Aphrodite berusaha meredakan isakannya dan mengangguk. Gadis itu mengusap matanya yang sembap. "Okay, beristirahatlah. But, promise me, kita akan melewatinya bersama-sama 'kan? " tanya Aphrodite seraya mengarahkan jari kelingkingnya. 

"I promise. Percaya padaku, Aph," ucap Arthemis seraya mengaitkan milik kelingkingnya dengan Aphrodite. Senyum manis tersungging di bibirnya. Lalu untuk yang terakhir, mereka berdua kembali berpelukan sebelum Aphrodite kembali dan Arthemis menutup pintu di belakangnya dengan perlahan. 

Arthemis menarik napasnya. Kakinya mendekat ke arah jendela kamar. Gorden kamarnya sudah tertutup. Wanita itu kembali membukanya. Arthemis duduk di pinggir ranjang belakangnya sembari menatap pemandangan malam dari arah jendela kamar. 

Berbagai pertanyaan berputar di kepalanya semenjak melihat kiriman berita dari Dylan dengan headline yang mengatakan bahwa tuduhannya atas Candice hanyalah sebuah fitnah belaka untuk menjatuhkannya. 
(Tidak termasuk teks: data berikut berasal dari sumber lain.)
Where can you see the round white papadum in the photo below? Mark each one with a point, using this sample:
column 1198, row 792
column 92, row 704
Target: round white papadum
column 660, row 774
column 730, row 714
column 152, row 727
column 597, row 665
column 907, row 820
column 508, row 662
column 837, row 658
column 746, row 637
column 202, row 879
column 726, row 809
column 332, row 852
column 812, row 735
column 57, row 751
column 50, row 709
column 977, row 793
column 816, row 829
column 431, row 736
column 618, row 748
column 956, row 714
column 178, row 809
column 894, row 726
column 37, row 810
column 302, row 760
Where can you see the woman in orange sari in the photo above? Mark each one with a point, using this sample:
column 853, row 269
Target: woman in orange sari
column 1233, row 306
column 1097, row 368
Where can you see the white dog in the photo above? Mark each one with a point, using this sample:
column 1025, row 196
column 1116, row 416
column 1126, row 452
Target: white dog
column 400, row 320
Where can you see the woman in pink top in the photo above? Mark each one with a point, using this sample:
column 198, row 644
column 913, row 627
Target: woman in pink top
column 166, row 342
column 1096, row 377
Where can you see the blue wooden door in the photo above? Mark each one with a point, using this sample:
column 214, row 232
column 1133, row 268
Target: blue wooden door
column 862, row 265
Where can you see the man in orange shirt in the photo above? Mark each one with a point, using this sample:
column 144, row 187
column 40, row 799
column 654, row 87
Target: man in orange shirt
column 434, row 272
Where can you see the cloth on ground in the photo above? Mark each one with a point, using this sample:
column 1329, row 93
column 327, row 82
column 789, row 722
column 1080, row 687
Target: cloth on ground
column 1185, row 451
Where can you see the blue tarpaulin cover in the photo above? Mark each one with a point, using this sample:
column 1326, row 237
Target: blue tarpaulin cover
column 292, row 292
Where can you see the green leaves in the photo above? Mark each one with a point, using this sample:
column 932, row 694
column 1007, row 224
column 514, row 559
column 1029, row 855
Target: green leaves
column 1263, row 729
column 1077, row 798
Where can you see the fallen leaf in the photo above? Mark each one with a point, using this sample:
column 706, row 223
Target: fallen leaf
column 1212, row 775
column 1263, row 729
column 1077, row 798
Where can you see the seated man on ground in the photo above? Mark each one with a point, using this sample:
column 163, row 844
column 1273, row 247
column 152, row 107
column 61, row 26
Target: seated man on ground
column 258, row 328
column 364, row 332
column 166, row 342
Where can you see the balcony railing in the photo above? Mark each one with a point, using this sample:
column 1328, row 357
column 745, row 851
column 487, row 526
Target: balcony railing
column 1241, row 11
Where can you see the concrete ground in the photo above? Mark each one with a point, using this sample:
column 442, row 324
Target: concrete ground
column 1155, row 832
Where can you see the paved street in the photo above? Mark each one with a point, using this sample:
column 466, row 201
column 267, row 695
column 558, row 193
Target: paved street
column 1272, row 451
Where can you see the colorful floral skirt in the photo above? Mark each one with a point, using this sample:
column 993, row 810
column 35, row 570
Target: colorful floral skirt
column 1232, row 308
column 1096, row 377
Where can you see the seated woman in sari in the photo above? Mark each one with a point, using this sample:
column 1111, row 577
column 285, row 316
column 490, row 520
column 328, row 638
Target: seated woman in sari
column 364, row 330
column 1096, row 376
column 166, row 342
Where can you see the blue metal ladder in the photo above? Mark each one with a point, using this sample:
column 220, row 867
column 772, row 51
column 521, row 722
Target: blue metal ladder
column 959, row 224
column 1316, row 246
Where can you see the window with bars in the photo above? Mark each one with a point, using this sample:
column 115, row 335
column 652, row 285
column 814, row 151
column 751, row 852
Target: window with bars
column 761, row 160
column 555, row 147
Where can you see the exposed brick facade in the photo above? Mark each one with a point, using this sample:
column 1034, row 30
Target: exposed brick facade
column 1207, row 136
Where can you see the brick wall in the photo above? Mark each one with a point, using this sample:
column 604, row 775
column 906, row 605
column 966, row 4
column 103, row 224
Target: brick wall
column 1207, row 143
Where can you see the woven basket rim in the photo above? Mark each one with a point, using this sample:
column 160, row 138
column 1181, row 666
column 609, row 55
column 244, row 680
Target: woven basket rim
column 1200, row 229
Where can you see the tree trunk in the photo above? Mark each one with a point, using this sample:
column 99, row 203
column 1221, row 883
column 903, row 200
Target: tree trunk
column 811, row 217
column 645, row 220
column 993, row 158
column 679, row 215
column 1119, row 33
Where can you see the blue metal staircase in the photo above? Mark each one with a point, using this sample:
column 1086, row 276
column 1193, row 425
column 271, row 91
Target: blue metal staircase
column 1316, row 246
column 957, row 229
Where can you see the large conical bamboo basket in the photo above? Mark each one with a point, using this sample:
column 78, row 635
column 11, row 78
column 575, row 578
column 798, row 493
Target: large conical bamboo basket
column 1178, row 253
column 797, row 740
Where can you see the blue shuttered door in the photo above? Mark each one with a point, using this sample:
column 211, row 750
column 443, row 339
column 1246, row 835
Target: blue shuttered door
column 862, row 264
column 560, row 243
Di berita itu tertulis jika Arthemis melakukannya atas dasar balas dendam karena skandal Steven dan Candice. Dan… Bukan hanya itu saja, berita itu juga mengatakan bahwa Arthemis ingin menjatuhkan Candice karena rasa irinya pernah dikalahkan oleh wanita itu saat Olimpiade Pole Dance. 
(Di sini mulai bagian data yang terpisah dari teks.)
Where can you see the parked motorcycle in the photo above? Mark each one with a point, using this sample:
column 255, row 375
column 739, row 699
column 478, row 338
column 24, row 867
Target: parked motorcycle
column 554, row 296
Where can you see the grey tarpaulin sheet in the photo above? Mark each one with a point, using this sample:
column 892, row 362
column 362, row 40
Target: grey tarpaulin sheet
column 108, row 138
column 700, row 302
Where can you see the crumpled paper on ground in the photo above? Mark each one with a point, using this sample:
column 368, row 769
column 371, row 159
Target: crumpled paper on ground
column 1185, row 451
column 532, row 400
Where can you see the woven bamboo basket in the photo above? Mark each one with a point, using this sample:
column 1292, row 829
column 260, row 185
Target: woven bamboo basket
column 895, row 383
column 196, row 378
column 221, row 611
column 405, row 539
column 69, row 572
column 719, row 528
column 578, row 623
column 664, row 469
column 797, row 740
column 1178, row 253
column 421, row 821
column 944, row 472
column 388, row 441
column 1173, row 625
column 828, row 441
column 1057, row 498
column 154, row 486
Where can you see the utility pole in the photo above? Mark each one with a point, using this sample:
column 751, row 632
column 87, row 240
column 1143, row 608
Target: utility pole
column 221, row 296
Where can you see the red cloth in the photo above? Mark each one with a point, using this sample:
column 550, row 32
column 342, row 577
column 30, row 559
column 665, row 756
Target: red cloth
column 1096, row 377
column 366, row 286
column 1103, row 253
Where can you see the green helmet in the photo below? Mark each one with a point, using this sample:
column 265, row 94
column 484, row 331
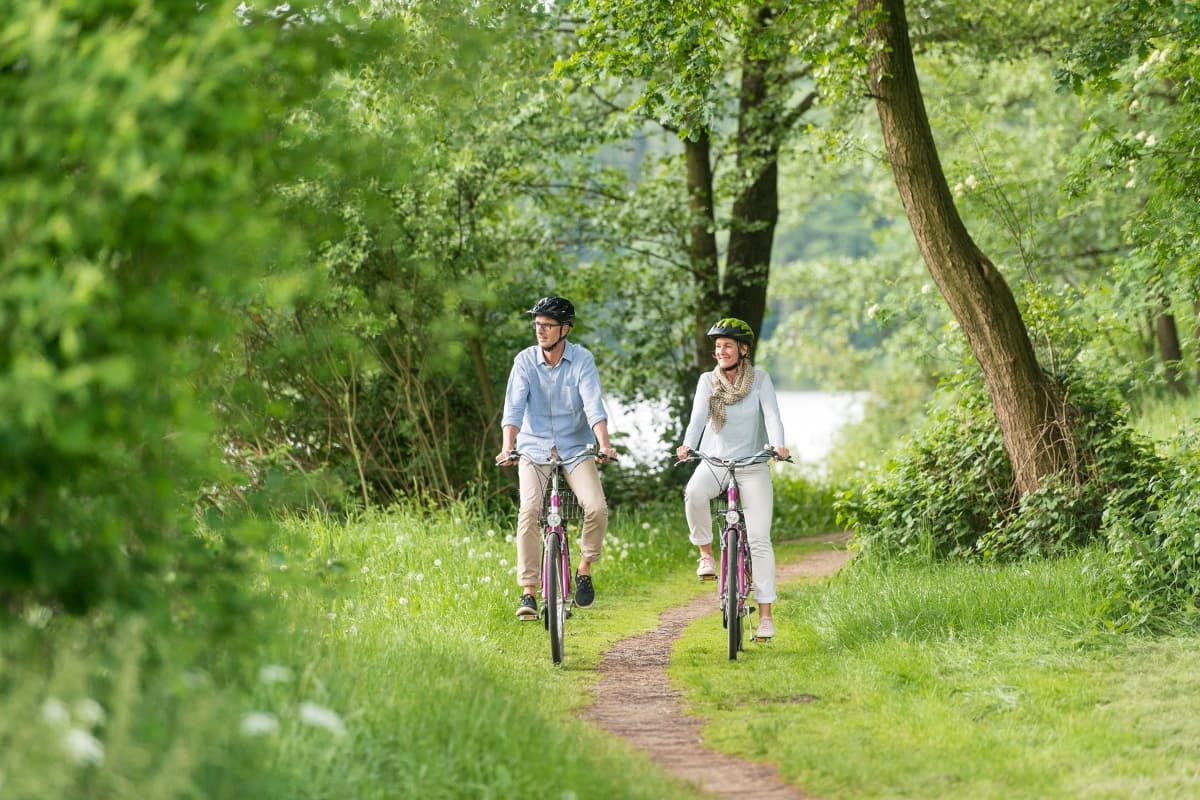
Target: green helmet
column 733, row 329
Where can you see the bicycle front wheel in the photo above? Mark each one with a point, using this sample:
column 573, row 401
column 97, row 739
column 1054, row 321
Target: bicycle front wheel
column 732, row 590
column 556, row 605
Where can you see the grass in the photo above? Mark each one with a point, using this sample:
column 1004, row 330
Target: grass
column 384, row 662
column 953, row 681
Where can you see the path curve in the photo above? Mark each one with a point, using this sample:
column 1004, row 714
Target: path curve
column 634, row 698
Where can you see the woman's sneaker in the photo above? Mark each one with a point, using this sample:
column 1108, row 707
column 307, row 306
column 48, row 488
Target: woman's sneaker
column 528, row 608
column 585, row 593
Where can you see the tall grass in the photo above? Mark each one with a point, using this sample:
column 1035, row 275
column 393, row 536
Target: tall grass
column 384, row 661
column 953, row 680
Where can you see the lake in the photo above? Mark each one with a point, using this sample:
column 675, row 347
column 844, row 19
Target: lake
column 811, row 420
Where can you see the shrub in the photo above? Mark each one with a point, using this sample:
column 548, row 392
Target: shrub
column 949, row 492
column 1150, row 575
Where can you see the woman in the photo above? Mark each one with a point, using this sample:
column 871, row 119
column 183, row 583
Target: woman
column 737, row 413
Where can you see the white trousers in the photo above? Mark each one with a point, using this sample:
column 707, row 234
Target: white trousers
column 585, row 481
column 757, row 503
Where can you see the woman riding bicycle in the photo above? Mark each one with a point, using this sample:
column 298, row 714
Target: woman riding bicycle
column 736, row 413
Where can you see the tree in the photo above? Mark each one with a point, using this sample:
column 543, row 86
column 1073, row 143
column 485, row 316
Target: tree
column 671, row 61
column 1029, row 404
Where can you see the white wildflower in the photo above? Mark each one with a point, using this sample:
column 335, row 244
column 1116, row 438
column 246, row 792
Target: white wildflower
column 258, row 723
column 318, row 716
column 83, row 747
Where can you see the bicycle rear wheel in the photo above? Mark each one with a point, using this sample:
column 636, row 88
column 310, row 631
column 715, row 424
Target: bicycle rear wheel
column 556, row 606
column 732, row 589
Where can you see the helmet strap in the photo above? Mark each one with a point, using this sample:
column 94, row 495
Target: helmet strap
column 559, row 341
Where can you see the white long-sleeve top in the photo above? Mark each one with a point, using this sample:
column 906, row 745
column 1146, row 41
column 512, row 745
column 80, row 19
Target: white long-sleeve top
column 750, row 423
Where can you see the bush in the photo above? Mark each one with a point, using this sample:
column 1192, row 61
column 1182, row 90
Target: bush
column 1150, row 576
column 949, row 493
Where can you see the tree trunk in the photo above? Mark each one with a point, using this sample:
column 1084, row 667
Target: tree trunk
column 705, row 265
column 756, row 205
column 1029, row 405
column 1169, row 349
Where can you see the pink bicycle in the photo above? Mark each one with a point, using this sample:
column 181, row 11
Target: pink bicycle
column 735, row 576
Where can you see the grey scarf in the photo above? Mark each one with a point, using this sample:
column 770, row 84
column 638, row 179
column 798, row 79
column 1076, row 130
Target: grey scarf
column 726, row 392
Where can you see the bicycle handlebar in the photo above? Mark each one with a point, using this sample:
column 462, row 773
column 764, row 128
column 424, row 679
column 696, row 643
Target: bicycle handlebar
column 767, row 453
column 515, row 455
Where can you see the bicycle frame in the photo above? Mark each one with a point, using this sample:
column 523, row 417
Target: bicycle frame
column 556, row 552
column 733, row 535
column 736, row 564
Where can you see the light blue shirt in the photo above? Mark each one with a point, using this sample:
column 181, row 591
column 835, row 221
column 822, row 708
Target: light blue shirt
column 553, row 407
column 750, row 423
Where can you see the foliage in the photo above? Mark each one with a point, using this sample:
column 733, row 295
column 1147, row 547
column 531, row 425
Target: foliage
column 139, row 142
column 388, row 374
column 364, row 627
column 1150, row 575
column 948, row 493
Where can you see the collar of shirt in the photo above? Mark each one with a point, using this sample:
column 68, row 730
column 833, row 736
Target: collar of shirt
column 568, row 353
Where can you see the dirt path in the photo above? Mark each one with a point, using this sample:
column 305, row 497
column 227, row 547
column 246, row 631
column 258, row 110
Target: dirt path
column 634, row 699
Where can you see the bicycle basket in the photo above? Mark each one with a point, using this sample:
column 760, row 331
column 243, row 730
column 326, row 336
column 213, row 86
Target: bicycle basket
column 568, row 504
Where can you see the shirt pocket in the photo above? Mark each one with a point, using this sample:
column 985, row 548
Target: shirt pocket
column 567, row 400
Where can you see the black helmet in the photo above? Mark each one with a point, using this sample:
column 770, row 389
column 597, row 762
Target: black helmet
column 558, row 308
column 733, row 329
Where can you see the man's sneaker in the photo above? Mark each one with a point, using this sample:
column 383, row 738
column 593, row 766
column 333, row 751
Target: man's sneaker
column 585, row 593
column 528, row 608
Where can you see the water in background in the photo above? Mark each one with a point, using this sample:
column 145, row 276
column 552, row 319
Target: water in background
column 811, row 420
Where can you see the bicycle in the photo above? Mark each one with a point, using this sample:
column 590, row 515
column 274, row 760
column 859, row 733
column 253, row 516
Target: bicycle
column 556, row 553
column 735, row 575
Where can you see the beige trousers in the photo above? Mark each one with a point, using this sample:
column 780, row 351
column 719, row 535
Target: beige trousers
column 585, row 481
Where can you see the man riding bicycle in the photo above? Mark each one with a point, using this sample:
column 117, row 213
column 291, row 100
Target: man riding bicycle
column 553, row 405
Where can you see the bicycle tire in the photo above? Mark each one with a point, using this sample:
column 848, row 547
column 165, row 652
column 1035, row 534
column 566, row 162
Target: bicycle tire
column 732, row 619
column 556, row 606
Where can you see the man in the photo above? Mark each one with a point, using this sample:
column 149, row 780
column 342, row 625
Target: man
column 553, row 405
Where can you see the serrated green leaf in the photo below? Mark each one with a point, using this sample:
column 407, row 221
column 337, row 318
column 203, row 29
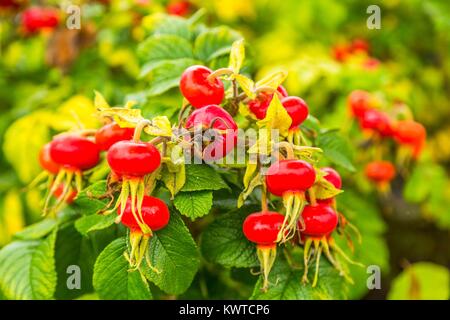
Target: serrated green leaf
column 336, row 149
column 173, row 252
column 237, row 55
column 88, row 202
column 37, row 230
column 164, row 47
column 215, row 42
column 112, row 279
column 94, row 222
column 202, row 177
column 223, row 241
column 73, row 250
column 27, row 269
column 193, row 204
column 421, row 281
column 276, row 118
column 167, row 75
column 285, row 284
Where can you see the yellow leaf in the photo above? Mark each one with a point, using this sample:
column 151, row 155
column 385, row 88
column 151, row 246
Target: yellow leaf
column 323, row 189
column 100, row 101
column 237, row 55
column 247, row 85
column 276, row 118
column 160, row 127
column 273, row 80
column 124, row 117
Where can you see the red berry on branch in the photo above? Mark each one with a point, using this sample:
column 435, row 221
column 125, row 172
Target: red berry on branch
column 380, row 171
column 74, row 152
column 262, row 227
column 111, row 133
column 319, row 220
column 198, row 90
column 215, row 118
column 133, row 159
column 290, row 176
column 46, row 161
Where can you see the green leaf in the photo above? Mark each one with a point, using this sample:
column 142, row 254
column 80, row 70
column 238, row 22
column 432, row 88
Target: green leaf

Arthemis tidak mengerti mengapa masa lalunya yang itu dikaitkan dan dibahas di media pemberitaan. Hal itu sangat sensitif bagi Arthemis. Wanita itu tidak akan berpikir dua kali untuk tahu siapa yang melakukan ini kepadanya. Jelas wanita itu memilih untuk lebih dulu menyerangnya sebelum sidang. 

Hal tersebut menyakitinya tepat pada sasaran. Seolah wanita itu tahu titik lemah dirinya. Tapi tetap saja, dari banyaknya pertanyaan, hanya satu hal yang Arthemis rasa membuatnya tidak logis. Ada yang ganjil dari serangan media yang ia terima. Arthemis akui jika wanita itu berhasil membalikkan keadaan yang mana wanita itulah yang memfitnah Arthemis. 

Namun tetap saja, keluarga Brown sudah cukup terdesak. Apalagi menangani media dan membayar untuk menyiarkan pemberitaan palsu tentang dirinya. Keluarga mereka tidaklah terlalu berpengaruh lagi semenjak banyak pihak yang memutuskan kerja sama dengan mereka. Media pun tidak ada yang mendengarkannya. Namun sekarang, lihatlah, keadaan itu justru berbalik. Candice kembali mengambil kontrol permainan yang mana tidak masuk akal karena keluarga Adelaide lebih berpengaruh dari mereka. 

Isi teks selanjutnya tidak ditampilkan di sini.